でもそれも、まるで言葉に似合わず慈しみを帯びた優しい囁きだった。
二人の言った事がどういう事なのかわからなかったけれど、彼女は二人が大好きだったので言いつけを守ってその場に居続けた。
両親が彼女を愛で終えて去った後も、次の日も。
きっと二人が戻ってくると信じていたから。
でも二人は戻ってこなかった。
ルフィーナだった子はそれでも待とうとしたけれど、お腹が空いたので食べ物を求めてその場から離れた。
孤児に対する目は厳しいもので、誰もが彼女を避けて関わりたがらない。
ルフィーナだった子はとうとう動けなくなり、両親に助けを請う様に声を上げる。
しかし二人は戻ってこない。
彼女にはそれが何故だかわからなかった。
そんな時、彼女に手が差し伸べられた。
「おまえ、おなかすいたのか?」
手を差し伸べたのは、彼女と同じくらいの少年。
彼もまた孤児で、一人で生きてきたのだという。
少年はルフィーナだった子に名前を尋ねるが、彼女は両親の言いつけを守って自分の名前がルフィーナでは無い事を伝えた。
少年はルフィーナという名前が何なのかはわからなかったが、彼女が一人になったという事には直ぐに気付いた。

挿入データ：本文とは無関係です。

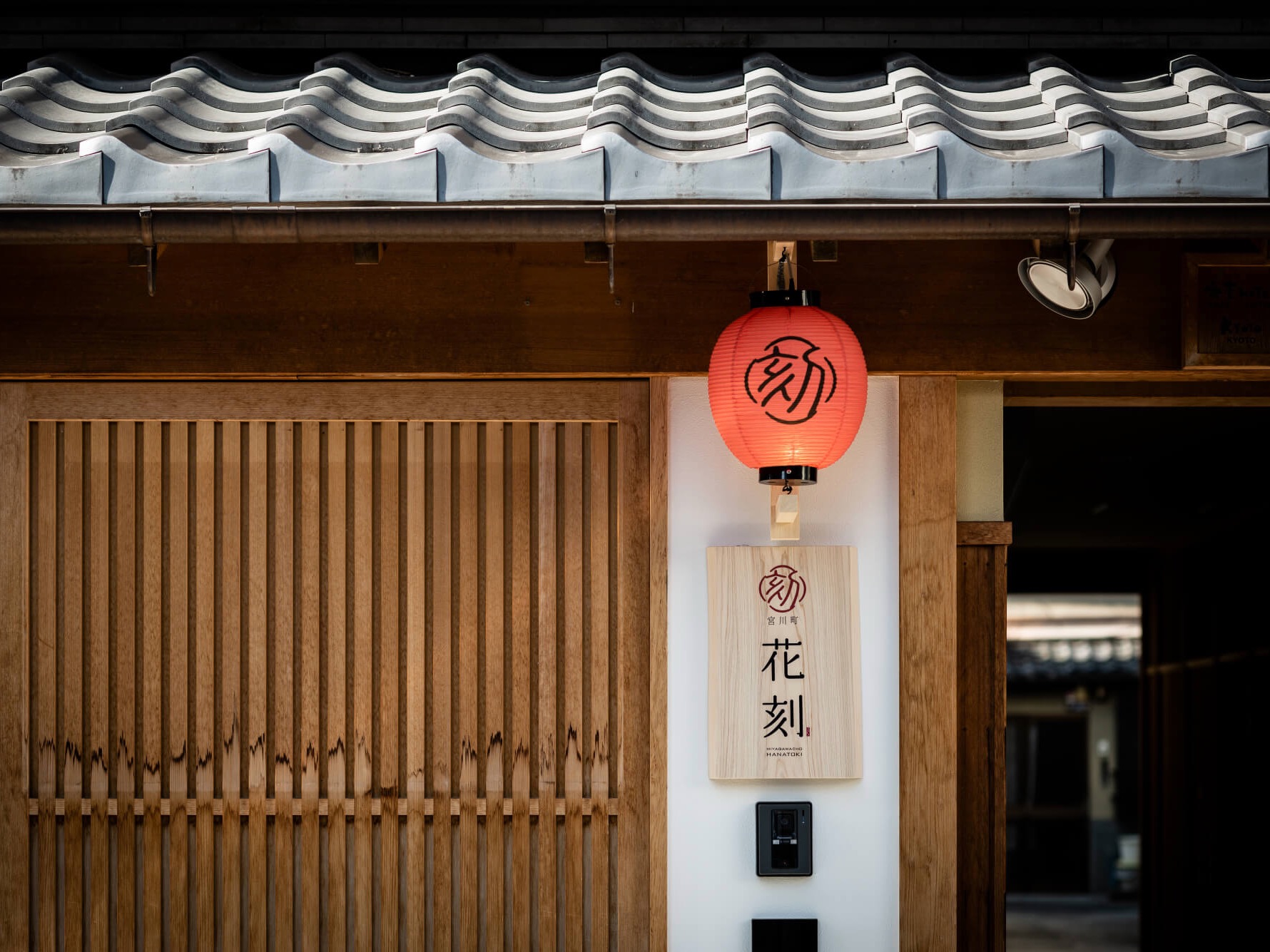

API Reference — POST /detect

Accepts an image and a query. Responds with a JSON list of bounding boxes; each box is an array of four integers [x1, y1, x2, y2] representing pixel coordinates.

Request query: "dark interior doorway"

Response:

それが少年自身と同じだという共感を呼び……彼は彼女に付いてくるよう促した。
「お前、行くところ無いんだったらオイラについてこいよ」
ルフィーナだった子も彼の優しさに甘え、彼に付いて行ったのだった。
少年に信頼を寄せる様になったのは間も無くだった。
彼女にとって、少年は何よりも代えがたい存在になっていたから。
「なまえが無いのは不便だなぁ。 うーん……じゃあお前は今日からナターシャだ」
少年はルフィーナだった子に新しい名前を付けてあげた。
ルフィーナだった子は素直に受け入れ、ナターシャと名乗り始める。
ナターシャは新しい名前が凄く嬉しくて、少年の事がとても大好きになった。
「オイラの事はアニキとよぶんだ、わかったなー?」
少年はナターシャにそう言い聞かせ、彼女も嬉々として受け入れる。
彼もそれが嬉しかったのだろう、彼女を連れ歩く時はいつも手を繋いていたものだ。
それから二人はずっと一緒だった。
これからもずっと一緒だと思っていた。
少年の名前はアンディ。
ナターシャに名前を与え、ずっと一緒にいてくれた人。
今でもナターシャの心の隅には彼の笑顔がある。
両親の代わりにずっと向けてくれた笑顔が。
だから彼女は……彼を裏切れない。
自分を棄てた両親と同じにはなりたくなかったから。
両親と同じ様に嘘を付いてでも、彼女は彼の笑顔を守ろうとしたのだ。
自分は子供の時に愛情を受けて育ったから、もう充分だと思った。
受けた事の無いアンディに愛情を分けてあげて欲しいと願った。
自分の心に嘘を付いていたと気付くまでは。
でもそれに気付いてしまったから、彼女は心の底から望むだろう。
いつか、アンディと一緒に……レンネィの愛を享受する日が訪れる事を……。